In secondo luogo, v’è un problema di metodo: quando si organizza un dibattito pubblico, la cornice organizzativa, le definizione dei contenuti e la scelta delle modalità di intervento e, non ultimo, quella dei moderatori deve essere oggetto di negoziazioni preventive.

Per quel che riguarda l’autostrada, il nostro gruppo crede che la parola debba essere data prima di tutto ai capalbiesi con un referendum consultivo. Nello specifico, pensiamo che la comunità di Capalbio non abbia bisogno di un’infrastruttura così invasiva che tagli il nostro amato territorio. Da un punto di vista eminentemente capalbiese non ne avremmo bisogno! E’ però vero che tale infrastruttura s’inserisce in un macro-corridoio che unisce Reggio Calabria a Oslo.
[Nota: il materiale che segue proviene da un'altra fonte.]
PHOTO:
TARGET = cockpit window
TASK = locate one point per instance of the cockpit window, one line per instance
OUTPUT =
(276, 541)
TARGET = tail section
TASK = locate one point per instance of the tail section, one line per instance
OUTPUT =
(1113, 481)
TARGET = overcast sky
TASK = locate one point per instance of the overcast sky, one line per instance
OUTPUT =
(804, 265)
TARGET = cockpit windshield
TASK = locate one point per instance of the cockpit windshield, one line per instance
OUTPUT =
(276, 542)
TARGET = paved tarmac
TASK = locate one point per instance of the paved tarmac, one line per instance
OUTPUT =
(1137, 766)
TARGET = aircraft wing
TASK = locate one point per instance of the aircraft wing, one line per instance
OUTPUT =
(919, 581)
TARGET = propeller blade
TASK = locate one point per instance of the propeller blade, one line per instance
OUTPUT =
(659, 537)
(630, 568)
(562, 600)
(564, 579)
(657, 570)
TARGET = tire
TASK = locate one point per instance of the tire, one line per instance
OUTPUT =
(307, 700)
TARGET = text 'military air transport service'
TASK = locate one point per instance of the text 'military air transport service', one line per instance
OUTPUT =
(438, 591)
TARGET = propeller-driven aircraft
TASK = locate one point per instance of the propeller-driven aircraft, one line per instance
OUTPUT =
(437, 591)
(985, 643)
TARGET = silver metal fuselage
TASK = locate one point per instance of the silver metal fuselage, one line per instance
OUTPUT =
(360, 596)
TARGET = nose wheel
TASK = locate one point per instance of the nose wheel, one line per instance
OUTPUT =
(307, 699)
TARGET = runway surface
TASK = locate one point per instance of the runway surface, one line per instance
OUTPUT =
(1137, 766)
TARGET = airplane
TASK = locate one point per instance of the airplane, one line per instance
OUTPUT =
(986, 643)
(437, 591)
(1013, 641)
Alla luce di ciò, un radicato senso di responsabilità ci impone di considerare anche interessi generali più ampi, italiani e pan-europei.

Stupisce inoltre che il candidato sindaco del Partito democratico a Capalbio, tornato oggi a opporsi all’autostrada – forse perché in campagna elettorale? – abbia delle posizioni così poco coerenti con quelle del passato e così in contrasto con quelle dell’attuale presidente della Regione Toscana Enrico Rossi (eletto dallo stesso Pd che sostiene l’ex sindaco a Capalbio), il quale solo pochi giorni fa ha scritto ‘… l’autostrada tirrenica [è] una esigenza fondamentale per lo sviluppo della costa e della Maremma. …’.

Vi sono inoltre delle questioni giuridiche non affatto irrilevanti: da un’attenta considerazione delle norme vigenti in materia d’infrastrutture, emerge che i Comuni non hanno praticamente alcuna voce in capitolo, lasciando la legge tutto in mano a Governo nazionale, Regioni e Province.

In conclusione: quel che le donne, i giovani e i candidati di ‘Adesso per Capalbio’ devono proporre agli elettori capalbiesi, lo fanno con abnegazione continuamente, dalle prime ore della giornata fino alle ore piccole della notte. Noi i dibattiti li facciamo nelle assemblee cittadine, nei porta a porta, nelle discussione con chi la pensa differentemente da noi.

Questo è il dibattito che ci interessa: sulle idee, sulle proposte per ridare un futuro a Capalbio e non sui personalismi, sulle acrobazie da palco di chi, su questioni come autostrada o biogas, vuole ancora far credere ai capalbiesi che esse siano ancora nelle nostre mani quando, da tempo ormai, non lo sono più.

Il contraddittorio, a noi, ci piace averlo con gli elettori, non con i nostri avversari-candidati, questi forse intimoriti dall’aver perso il contatto con i capalbiesi o magari volenterosi di fare un amalgama dei ‘due litiganti’.

Continueremo a stare tra la gente e a lavorare con chi la pensa come noi sul futuro di Capalbio e soprattutto a lottare, fino all’ultimo, per convincere chi, ancora, non la pensa come noi”.